I've backed off nearly daily entries from 1917 here, now that we no longer have the Punitive Expedition to follow, and returned more of the traditional pace and focus of the blog, but there are exceptions and today is one.
On this day, in 1917, John J. Pershing, recently promoted to Major General, was informed by Secretary of War Newton Baker that he was to lead the American expeditionary force in France.
This now seems all rather anticlimactic, as if the appointment of Pershing was inevitable, and perhaps it was, but he was not the only possible choice and his selection involved some drama, to some extent. Pershing was then 56 years old, an age that would have put him in the upper age bracket for a senior office during World War Two, but not at this time in the context of World War One. Indeed, his rise to Major General had been somewhat unusual in its history and course, as he had earlier been advanced over more senior officers in an era when that was rare, and it is often noted that his marriage to Helen Warren, the daughter of powerful Wyoming Senator Francis E. Warren, certainly did not hurt his career. Often regarded as having reached the pinnacle of his Army career due to "leading" the Army during the Punitive Expedition, he was in fact technically second in command during that event as the commander of the department he was in was Frederick Funston.
Funston is already familiar to readers here as we covered his death back in February. Not really in the best of health in his later years, but still a good five years younger than Pershing, Funston died suddenly only shortly after the Punitive Expedition concluded leaving Pershing his logical successor and the only Army officer then in the public eye to that extent. Indeed, as the United States was progressing towards entering the war it was Funston, a hero of the Spanish American War, who was being considered by the Wilson Administration as the likely leader of a US contingent to Europe. His sudden death meant that his junior, Pershing, took pride of place.
But not without some rivals. Principal among them was Gen. Leonard Wood, a hero of the later stages of the Indian Wars and the Spanish American War who was a protégée of Theodore Roosevelt. Almost the exact same age as Pershing, Wood was backed by Republicans in Congress for the position of commander of the AEF. Not too surprisingly, however, given his close association with Roosevelt, he was not offered the command. Indeed, it was this same week when it became plain that Roosevelt was also not to receive a combat command in the Army, or any role in the Army, for the Great War, to his immense disappointment.

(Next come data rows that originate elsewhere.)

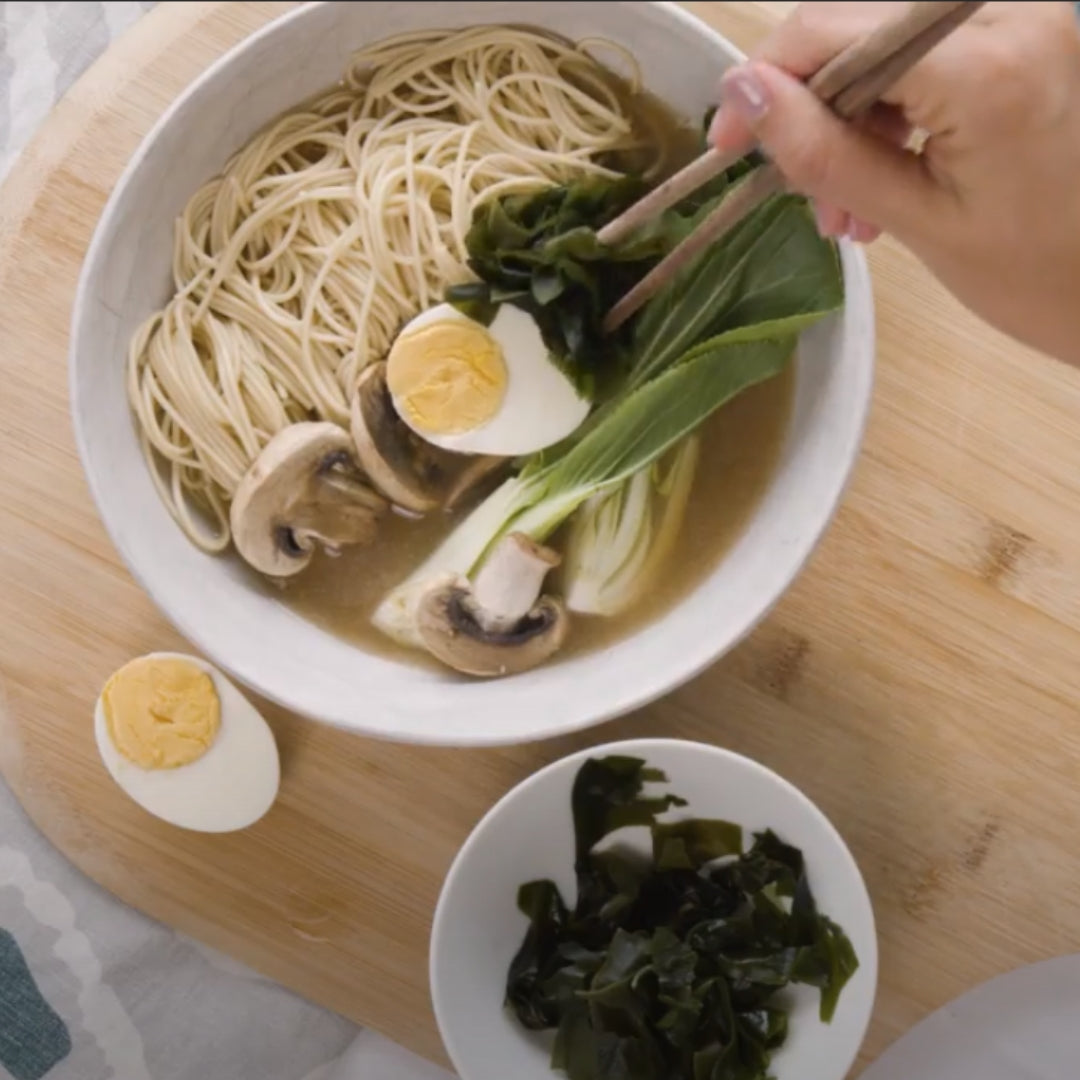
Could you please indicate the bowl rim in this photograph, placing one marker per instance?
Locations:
(642, 747)
(619, 702)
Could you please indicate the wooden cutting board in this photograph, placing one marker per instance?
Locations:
(920, 680)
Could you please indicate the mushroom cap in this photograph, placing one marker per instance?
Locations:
(304, 488)
(405, 469)
(451, 633)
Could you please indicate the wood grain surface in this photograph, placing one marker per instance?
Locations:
(920, 680)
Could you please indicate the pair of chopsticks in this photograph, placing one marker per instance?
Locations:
(850, 83)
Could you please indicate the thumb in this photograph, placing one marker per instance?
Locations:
(823, 157)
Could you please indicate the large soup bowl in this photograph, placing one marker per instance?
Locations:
(254, 635)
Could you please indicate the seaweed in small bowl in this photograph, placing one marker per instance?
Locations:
(670, 964)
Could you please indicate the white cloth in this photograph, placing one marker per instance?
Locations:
(89, 988)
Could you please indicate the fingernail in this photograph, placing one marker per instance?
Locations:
(863, 232)
(745, 92)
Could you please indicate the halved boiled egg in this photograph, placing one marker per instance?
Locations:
(186, 745)
(475, 389)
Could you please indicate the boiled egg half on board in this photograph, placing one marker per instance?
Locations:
(186, 745)
(475, 389)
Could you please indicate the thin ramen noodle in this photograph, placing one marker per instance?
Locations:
(339, 221)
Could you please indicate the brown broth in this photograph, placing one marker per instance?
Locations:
(741, 445)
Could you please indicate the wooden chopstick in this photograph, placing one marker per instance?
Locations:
(850, 83)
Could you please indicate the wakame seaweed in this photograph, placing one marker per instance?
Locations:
(540, 252)
(669, 967)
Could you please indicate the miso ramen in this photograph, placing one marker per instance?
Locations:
(383, 379)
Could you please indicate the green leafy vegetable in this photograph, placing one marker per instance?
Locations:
(728, 321)
(636, 431)
(670, 967)
(619, 540)
(540, 253)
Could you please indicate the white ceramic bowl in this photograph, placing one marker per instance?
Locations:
(529, 835)
(251, 634)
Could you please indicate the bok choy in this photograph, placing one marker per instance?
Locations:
(728, 321)
(618, 540)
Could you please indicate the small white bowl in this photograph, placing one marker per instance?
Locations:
(529, 834)
(250, 632)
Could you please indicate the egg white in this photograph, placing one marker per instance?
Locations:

Pershing went on, of course, to command the AEF and to even rise in rank to the second highest, behind only George Washington, rank in the U.S. Army. That alone shows that he was an enormous hero in his era. He lived through World War Two and in fact was frequently visited by generals of that war, many of them having a close military association with him from World War One. His personality dramatically impacted the Army during the Great War, so much so that it was sometimes commented upon to the effect that American troops were all carbon copies of Pershing. Still highly regarded by most (although some have questioned in recent years his view of his black troops) he is far from the household name he once was for the simple reason that World War Two has overshadowed everything associated with World War One.